The Delhi High Court has reiterated that the computer related inventions demonstrating ‘technical effect’ or ‘technical contribution’ are patentable even though it may be based on a computer program. In this case Ferid Allani filed a patent application seeking grant of a patent for his invention titled “a method and device for accessing information sources and services on the web”. There were various claims and among them Claim 9 sought protection for a corresponding device claim written in means plus function format.

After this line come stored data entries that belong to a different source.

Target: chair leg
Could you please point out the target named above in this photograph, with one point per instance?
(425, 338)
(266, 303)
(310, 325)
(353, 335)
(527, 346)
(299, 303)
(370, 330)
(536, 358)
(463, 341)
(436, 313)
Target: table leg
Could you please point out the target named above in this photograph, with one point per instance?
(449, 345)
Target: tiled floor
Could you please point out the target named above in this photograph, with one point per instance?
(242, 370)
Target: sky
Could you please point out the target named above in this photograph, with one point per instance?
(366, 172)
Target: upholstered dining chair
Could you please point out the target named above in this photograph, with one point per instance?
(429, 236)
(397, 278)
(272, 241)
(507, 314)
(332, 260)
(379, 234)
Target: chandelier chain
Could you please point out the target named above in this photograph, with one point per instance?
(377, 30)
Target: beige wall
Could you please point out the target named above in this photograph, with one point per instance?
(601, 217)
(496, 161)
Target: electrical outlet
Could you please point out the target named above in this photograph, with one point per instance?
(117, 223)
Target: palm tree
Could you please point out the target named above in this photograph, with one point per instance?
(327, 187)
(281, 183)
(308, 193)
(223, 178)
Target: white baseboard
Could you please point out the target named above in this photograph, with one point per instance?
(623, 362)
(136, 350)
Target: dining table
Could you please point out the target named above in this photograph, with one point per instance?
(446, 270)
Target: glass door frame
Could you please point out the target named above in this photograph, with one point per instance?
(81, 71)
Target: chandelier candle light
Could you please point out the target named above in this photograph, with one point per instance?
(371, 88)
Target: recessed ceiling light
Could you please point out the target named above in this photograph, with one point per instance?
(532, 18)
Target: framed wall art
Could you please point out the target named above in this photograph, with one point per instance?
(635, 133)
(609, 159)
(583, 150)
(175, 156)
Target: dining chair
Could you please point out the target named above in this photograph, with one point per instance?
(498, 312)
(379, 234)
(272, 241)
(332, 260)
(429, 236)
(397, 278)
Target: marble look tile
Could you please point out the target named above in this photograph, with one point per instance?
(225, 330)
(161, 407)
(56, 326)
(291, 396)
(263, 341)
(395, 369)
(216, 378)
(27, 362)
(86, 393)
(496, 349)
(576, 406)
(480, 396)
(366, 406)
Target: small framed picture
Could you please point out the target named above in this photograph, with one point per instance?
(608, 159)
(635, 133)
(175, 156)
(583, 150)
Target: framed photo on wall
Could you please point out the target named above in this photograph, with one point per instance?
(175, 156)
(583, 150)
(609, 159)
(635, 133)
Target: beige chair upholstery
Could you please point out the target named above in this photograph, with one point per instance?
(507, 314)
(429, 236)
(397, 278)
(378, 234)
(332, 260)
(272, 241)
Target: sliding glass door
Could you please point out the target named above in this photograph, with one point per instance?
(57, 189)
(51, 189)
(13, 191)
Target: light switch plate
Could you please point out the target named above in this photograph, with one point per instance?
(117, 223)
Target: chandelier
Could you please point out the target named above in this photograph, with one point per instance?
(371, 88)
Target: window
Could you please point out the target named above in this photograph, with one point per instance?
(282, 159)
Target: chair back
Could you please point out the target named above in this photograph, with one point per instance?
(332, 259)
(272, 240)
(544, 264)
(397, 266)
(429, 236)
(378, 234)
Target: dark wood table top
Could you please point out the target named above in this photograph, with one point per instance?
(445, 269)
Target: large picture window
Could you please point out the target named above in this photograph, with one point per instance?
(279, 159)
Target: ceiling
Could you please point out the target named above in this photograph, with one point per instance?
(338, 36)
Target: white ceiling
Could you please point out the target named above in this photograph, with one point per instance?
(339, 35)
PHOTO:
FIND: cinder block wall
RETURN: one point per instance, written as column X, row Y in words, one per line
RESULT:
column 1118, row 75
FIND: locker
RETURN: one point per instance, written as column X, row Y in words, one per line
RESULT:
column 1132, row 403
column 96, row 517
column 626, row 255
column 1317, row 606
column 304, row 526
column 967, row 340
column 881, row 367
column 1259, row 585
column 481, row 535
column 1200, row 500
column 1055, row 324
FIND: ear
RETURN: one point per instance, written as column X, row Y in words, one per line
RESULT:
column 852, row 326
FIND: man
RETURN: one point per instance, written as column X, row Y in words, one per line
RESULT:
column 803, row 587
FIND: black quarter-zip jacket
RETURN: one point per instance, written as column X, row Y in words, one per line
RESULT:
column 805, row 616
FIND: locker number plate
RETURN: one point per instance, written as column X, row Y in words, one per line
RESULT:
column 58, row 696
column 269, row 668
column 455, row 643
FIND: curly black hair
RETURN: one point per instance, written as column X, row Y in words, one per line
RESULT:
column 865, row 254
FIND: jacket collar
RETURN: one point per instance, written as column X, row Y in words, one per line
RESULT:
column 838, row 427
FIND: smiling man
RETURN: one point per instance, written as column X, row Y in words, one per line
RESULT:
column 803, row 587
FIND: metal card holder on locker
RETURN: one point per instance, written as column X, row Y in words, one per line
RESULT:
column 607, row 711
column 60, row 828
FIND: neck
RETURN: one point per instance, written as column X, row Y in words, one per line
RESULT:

The claimed invention achieves this objective in a manner that is quicker and easier to use than methods known at the time of invention.

Court in this case explained the legal position of “per se” under Section 3(k) and compared the provision with Article 52 of EPC. Court stated the importance of computer program in today’s inventions especially inventions related to Artificial Intelligence, Blockchain and other digital products. Further Court stated that Patent applications in these fields would have to be examined to see if they result in a ‘technical contribution’.

Mobile app Patent in India

OLA (ANI Technologies) has filed a patent application in India numbered 201741047370 claiming a method and a system for providing in-vehicle services to commuters. A first device transmits online and offline applications to a second device. The online and offline applications are rendered on the second device by way of a first master application installed on the second device. The first device receives one of a first or second request from the second device indicating a selection of an online or offline application, respectively. The first device retrieves one of a first multimedia file from a first memory of the first device in response to the first request or a second multimedia file from a first server in response to the second request. The first device streams one of the first or second multimedia file to the second device.

First Examination report was issued by the Indian Patent office for this patent application on November 23, 2020. Surprisingly, there is no objection under Section 3 (k) of the Indian Patent Act may be due to Delhi High Court’s decision on Ferid Allani v. Union of India, WP(C) 7 of 2014 on December 12, 2019. This encourages the mobile app developers in filing of patents in India.

Conclusion

Mobile apps have become the sole mode or part of business majorly in this rapidly evolving world of technology. The team should be working tight-knit so that the information is not disclosed to the wrong users which can jeopardize the business. The IP specialist should thoroughly explain the app so that strong protection is granted to the App.

In some cases, the mobile application is just a part of the business, whereas in other cases the business itself is the mobile application (for example, OLA and Uber). Thus, intellectual property protection is needed for each mobile app in order to enjoy maximum benefits from the mobile application without worrying about competitors who may duplicate the mobile application technology. This will allow the mobile application developers complete authority over their IP assets.